Exit Interview: Leaving Christianity
- Thursday, July 18, 2013
Ever had one?
Exit interviews usually take place when an employee leaves a company, and the firm solicits feedback from the departing worker to get their no-holds-barred perspective of the workplace. Since the employee is already leaving, they can’t be fired for saying something their former employer might not want to hear.
Sometimes, when people leave a church, a friend of theirs, or maybe a leader in the church, will visit with them in an effort to address whatever issues of dissatisfaction they encountered. Churches can learn from mistakes the departing member encountered, so its ministry can be improved for the future.
If you have ever left a church, were you asked to do an exit interview? What if you had announced that this whole Christianity thing was making less and less sense to you, and you were thinking of walking away from your faith? Would you expect somebody would want to sit down and do an exit interview with you?
Years ago, after a messy divorce, “Karla” found herself in the distressing position of having to raise a young son on her own. She was told that in order to have peace and success in her life, despite her failed marriage, she needed to have a personal relationship with Jesus Christ. So she started attending a popular megachurch, and had a conversion experience she was told would usher her into a wonderful new world of faith and community.
Today, however, she’s walked away from it all. Still single, with her son now in high school, and after struggling through singles ministries at two different churches, she’s relinquished whatever faith she had in God, and says she’s moving on. We’re hiding her real identity, not for her privacy, but the privacy of the churches – and their members – whom Karla says helped sour her on Christianity.
“I'm not sure what Christians would call the circumstances behind my conversion, or how they would describe it,” she allows.
“I can tell you what led to me deciding to leave the church, and how Christians made me feel about it afterwards. I can tell you that very few actually asked me anything about it. More often than not, they discussed it among themselves, and simply deleted me on Facebook.”
Of course, in an exit interview, we only hear one side of the story. But Karla’s side reminds us that our actions matter. Plus, if she holds any maliciousness against us, she does a good job of hiding it.
“While it may sound like I have a right to be bitter about people within the church, I'm actually not,” she explains. “I mistakenly thought that when I started going to church, I would be attending with people who had already reconciled their lives with the god they believed in, and would be living lives that matched that reconciliation.”
Karla now believes she was wrong.

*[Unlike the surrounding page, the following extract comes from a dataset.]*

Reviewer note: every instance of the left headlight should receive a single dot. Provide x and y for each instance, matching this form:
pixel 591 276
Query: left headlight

According to her experiences, “Christians weren't any less lost than me.”
Since the congregation at her megachurch was so large, and its programming so vast, leaders were being recruited and deployed with minimal spiritual training and even less supervision. Despite being new in her faith, Karla was put into a leadership position in the singles ministry simply because she enthusiastically volunteered.
She discovered she wasn’t the only unqualified leader when her first homegroup experience began to unravel. During a particularly contentious meeting, their leader “screeched” at her for endorsing a television sitcom featuring cohabitating couples. Soon afterward, however, Karla and her young son saw the same guy in his own home watching a far more objectionable show on cable.
When she and her son relocated to a different part of town, she hoped a smaller church closer to their new home would provide better accountability.